For the past nine months, Nordstrom's (JWN -1.12%) founding family has engaged in an on-again, off-again attempt to take the storied retailer private. The family believes  it would be easier to make the long-term investments needed to stay relevant in the changing retail landscape outside the spotlight of Wall Street.

However, the Nordstrom family owns less than a third of the company's shares, and it isn't willing or able to pay a reasonable price for the rest. Earlier this week, a special committee made up of Nordstrom's independent directors rejected an offer from the family to pay $50 per share for the remainder of the company.

The exterior of a Nordstrom Rack store, with a Nordstrom full-line store in the background

Nordstrom's independent directors have rejected the founding family's $50-per-share offer. Image source: Nordstrom.

The family hasn't given up on its go-private attempt yet.
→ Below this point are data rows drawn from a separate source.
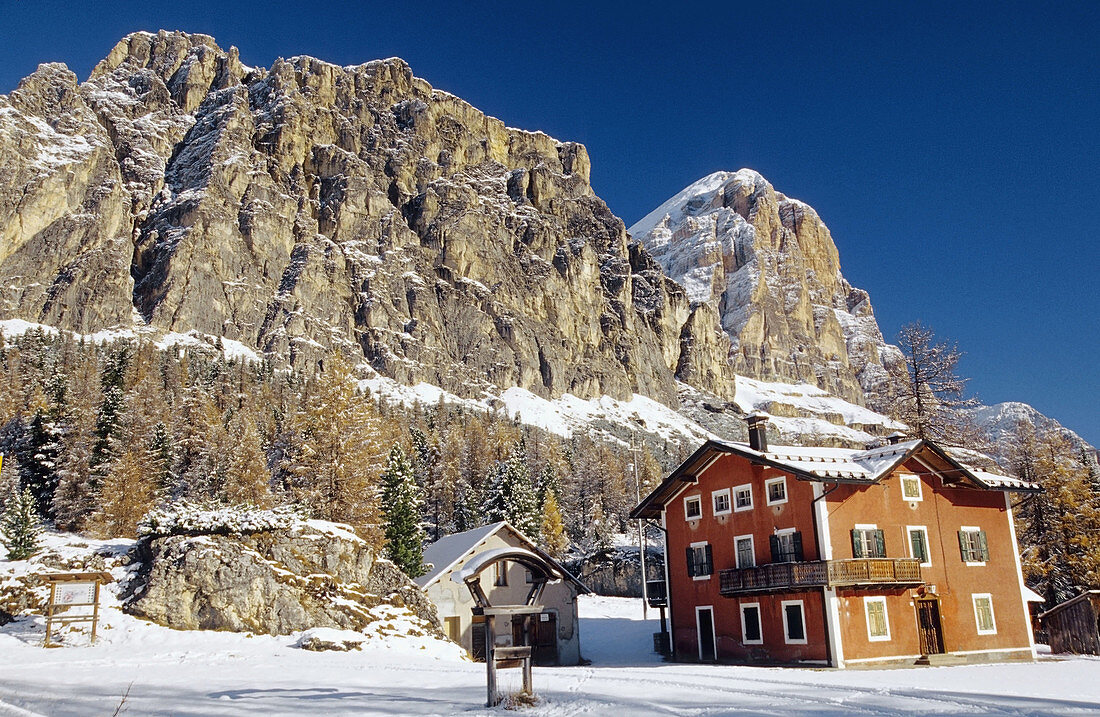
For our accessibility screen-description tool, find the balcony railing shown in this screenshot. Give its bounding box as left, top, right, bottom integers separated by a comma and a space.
718, 558, 923, 596
646, 580, 669, 607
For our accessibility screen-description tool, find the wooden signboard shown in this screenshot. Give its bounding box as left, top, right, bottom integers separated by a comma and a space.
39, 573, 113, 648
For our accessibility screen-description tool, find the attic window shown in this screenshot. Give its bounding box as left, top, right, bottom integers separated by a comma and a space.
763, 477, 787, 506
684, 496, 703, 520
901, 475, 924, 500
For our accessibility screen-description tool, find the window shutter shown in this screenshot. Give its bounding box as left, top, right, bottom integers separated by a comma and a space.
875, 530, 887, 558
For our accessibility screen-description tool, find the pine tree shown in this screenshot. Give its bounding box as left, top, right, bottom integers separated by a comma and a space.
539, 490, 569, 560
224, 411, 272, 508
0, 488, 42, 560
382, 443, 425, 577
15, 397, 61, 518
1013, 422, 1100, 605
409, 427, 444, 541
503, 441, 542, 538
890, 321, 977, 444
288, 354, 383, 543
89, 450, 156, 538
Nevertheless, given that it started with such a lowball offer, the likelihood of a successful transaction now seems extremely small.

A simple plan goes awry

In many ways, the Nordstrom family's plan to take the company private makes sense. Most of the top leadership positions at Nordstrom are filled by members of the family. In those roles, they have invested heavily in e-commerce, off-price retail, and other new retail concepts in order to keep the company relevant in the face of growing competition.
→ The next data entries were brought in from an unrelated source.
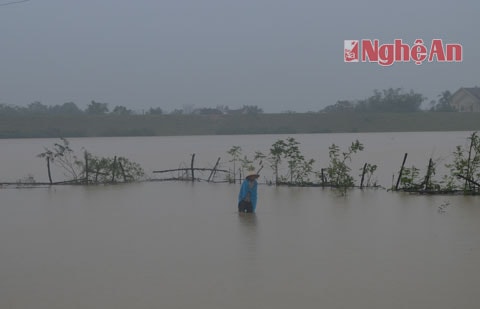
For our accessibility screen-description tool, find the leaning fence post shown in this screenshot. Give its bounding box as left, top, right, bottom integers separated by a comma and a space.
360, 163, 367, 189
190, 154, 195, 182
112, 156, 117, 182
85, 151, 88, 185
395, 153, 408, 190
47, 157, 53, 184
However, these initiatives have sapped Nordstrom's profitability. Furthermore, sales growth slowed beginning in the summer of 2015, leading many investors to question whether the company's growth initiatives would ultimately pay off.
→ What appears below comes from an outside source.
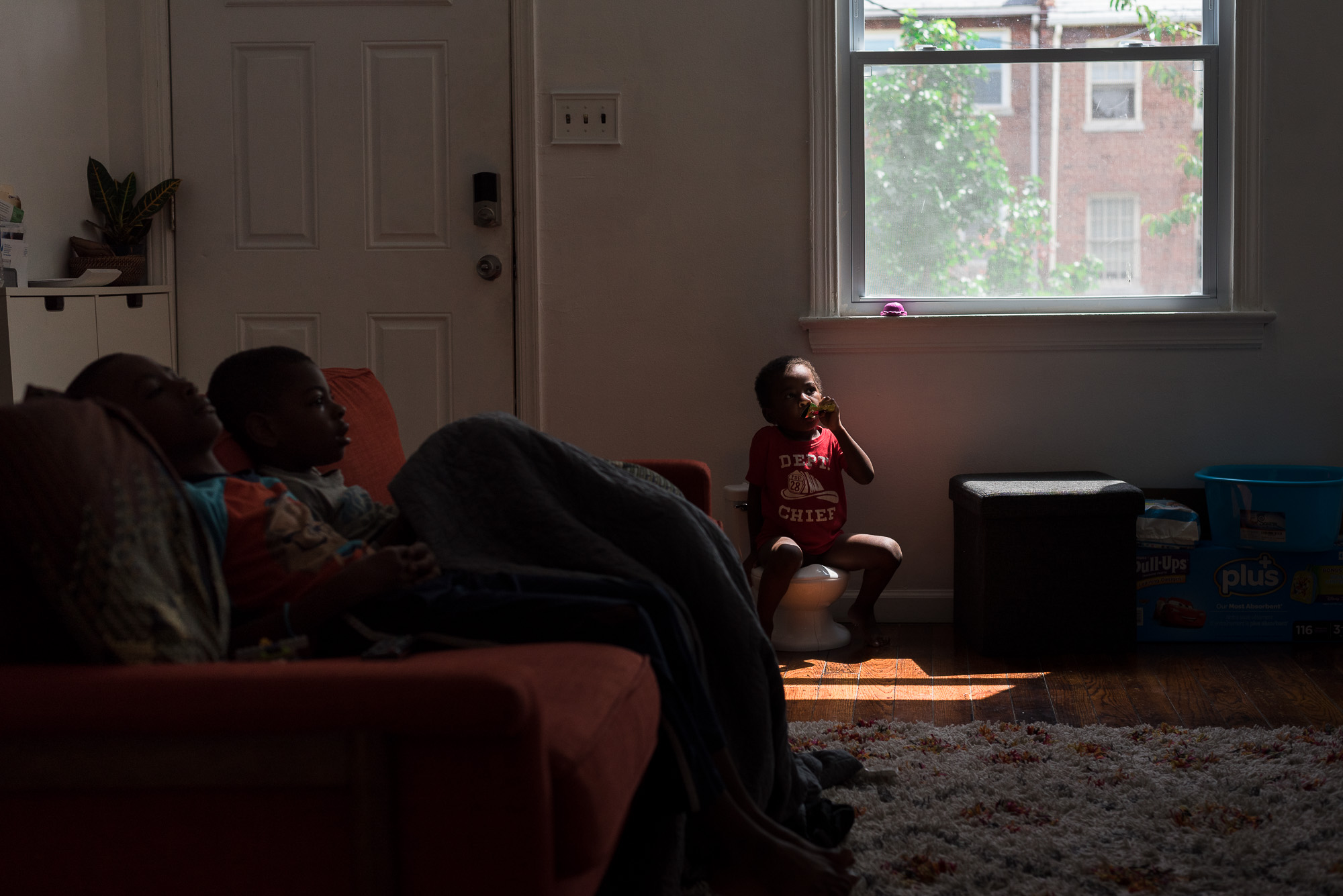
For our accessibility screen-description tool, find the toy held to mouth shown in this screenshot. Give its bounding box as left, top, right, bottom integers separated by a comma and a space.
804, 399, 839, 420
The net result is that Nordstrom stock, which peaked above $80 per share in early 2015, has traded in a range of $35 to $55 for most of the past two years. This is far less than what it would be worth if the company's growth plan ultimately works. By taking the company private, the Nordstrom family would capture most of the upside if their strategy succeeds, while letting impatient shareholders exit their investments.

JWN Chart

Nordstrom stock performance: data by YCharts.

Unfortunately, the Nordstrom family couldn't convince Wall Street that its plan was a safe bet. Last fall, according to Bloomberg, lenders demanded interest rates of close to 13% to finance a leveraged buyout -- making it prohibitively expensive.

The offer is rejected

The Nordstrom family and its private equity partner Leonard Green and Partners have offered to pay $50 for the shares they don't already own. The family noted that this price represented a 24% premium over the stock's closing price on the day before the company first announced the potential go-private transaction last June.

However, Nordstrom stock has traded above the $50 mark for much of the past two months. That's not just because of buyout hopes: Shares of other department stores (including Macy's and Kohl's) have rallied even more since June, due to tax reform and improving sales trends.

JWN Chart

Nordstrom stock performance versus competitors: data by YCharts.

In this context, it was a no-brainer for the special committee to reject the offer. Indeed, it's hard to imagine that the Nordstrom family seriously believed it would be possible to buy the company for as little as $50 per share, especially after tax reform delivered a huge windfall for retailers.

A more likely explanation for the lowball offer is that the Nordstrom family is still struggling to get financing commitments. After all, to offer a higher price, they would need to pile even more debt onto the company.

The deal is dead

There's a decent chance that the Nordstrom family will increase its offer for the company at some point. However, the special committee that will evaluate any potential transaction has indicated that the $50-per-share offer isn't anywhere close to being adequate. While some pundits think a few extra dollars would seal the deal, that's not what the special committee seems to be indicating.

Personally, as a Nordstrom shareholder, I would be reluctant to vote in favor of a buyout for a price less than $65 to $70. To offer that kind of premium, the family would have to raise about $2 billion of additional financing, which is extremely unlikely.

The Nordstrom family's situation is ironic. They want to take the company private because investors aren't giving it much credit for its long-term growth investments -- but lenders wound up being equally nervous about Nordstrom's prospects. Patience, and the successful execution of Nordstrom's growth strategy, may be the only solutions to the stock's recent underperformance.